57億円ともいわれたフェラーリ「250テスタロッサ」の落札価格は…。世界を転々としたヒストリーを紹介します
フェラーリ250GTO風だった時期も・・・・・・
このほどサザビーズのオークションに出品された250TR、シャシーNo.0738 TR は、1958年春に工場で完成した19台の「ポンツーンフェンダー」のうちの1台とされる。ベネズエラのカラカスにあるフェラーリの中南米地区正式代理人、カルロス・カウフマンの仲介によって、ブラジルのサンパウロ在住のレーシングドライバー、ジャン-ルイ・ラセルダ・ソアレスのためにオーダーされたという。 No.0738 TRは1958年6月にブラジルへと到着。
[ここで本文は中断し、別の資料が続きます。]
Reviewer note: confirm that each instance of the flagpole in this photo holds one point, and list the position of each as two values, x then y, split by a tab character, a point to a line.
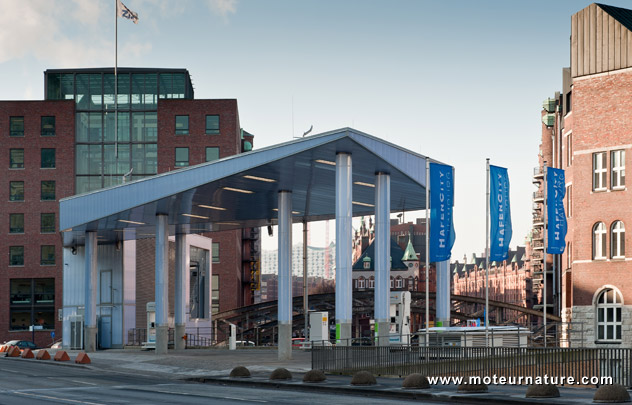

ソアレスはすぐにレースに参戦を始める。彼が主宰する「スクーデリア・ラルガティシャ」は、ソアレス自身とチコ・ランディ、ルチアーノ・デッラ・ポルタで構成され、プロドライバーが経営する「ジェントルメンレーサー」チームだった。 1960年シーズン末までに、チームはブラジル全土で14レースに0738 TRとともに参戦し、複数の勝利と半ダースの表彰台フィニッシュを達成した。しかし1961年になると、シャシーNo.0738 TRはジョルジオ・モローニに売却する。 モローニはすぐにイタリアのモデナに移送し、のちに伝説のフェラーリ330P4のボディワークを手がけることになるピエロ・ドローゴによって、250GTOを若干モダナイズしたような、なんとハッチゲートつきのベルリネッタボディが架装されることになる。 革新性と新しいデザインが求められるスポーツ界において、モローニはより洗練されたスタイルのボディワークを採用することで、競争力のあるレースに長くとどまる能力を維持することができると考えたとされる。しかし現実には、メカニズムは手つかずのまま残されており、事実上のデザインスタディに終わってしまう。 それでもモローニは、1964年と1965年の少なくとも2回、この魔改造テスタロッサでレースに参戦したのち、1965年秋にクラウディオ・クラビンに売却する。そして1975年、サンパウロで元レーシングドライバーのカミッロ・クリストファロに売却されたあとは、1986年に伝説の自動車「トレジャーハンター」コリン・クラッブによって発見され、イギリスに持ち帰るまで約10年間保管されていた。 No.0738 TRはそののち米国の大物フェラーリ・コレクターであるロバート・ルービンに売却され、250GTOとガレージスペースを共有するのだが、さらに数年後には英国に売却。そこでコレクターであるポール・ヴェスティ卿のコレクションに収まることになった。 ヴェスティ卿の保護のもと、No.0738 TRはデビッド・コッティンガムの率いる世界最高クラスのフェラーリ専門業者「DKエンジニアリング」のスペシャリストによって、丹念かつ慎重に修復を敢行。また「RSパネルズ」社は、完全に正確なアロイボディを細心の注意を払って手作業で成形し、ブラジルの伝統に敬意を表して緑色のノーズバンドで黄色に塗装した。 ヴェスティ卿は数年間にわたって、この250テスタロッサを保有しながら「ミッレミリア・ストーリカ」や「グッドウッド・フェスティバル・オブ・スピード」などのイベントでドライビングを楽しんだのち、1995年に「330 P3」を入手するための複雑な取引の一環として売却することになったという。 そして1996年、No.0738 TRは有名コレクターであり熱心なクラシックカーレーサーでもあるカルロス・モンテベルデによって入手され、彼は所有中に50回以上のレースでこのマシンを出走させている。ただし、マルセル・マッシーニのヒストリーレポートにも記されているように、1998年と2001年にレース中の事故に巻き込まれ、その後2回とも慎重にレストアされたとのことである。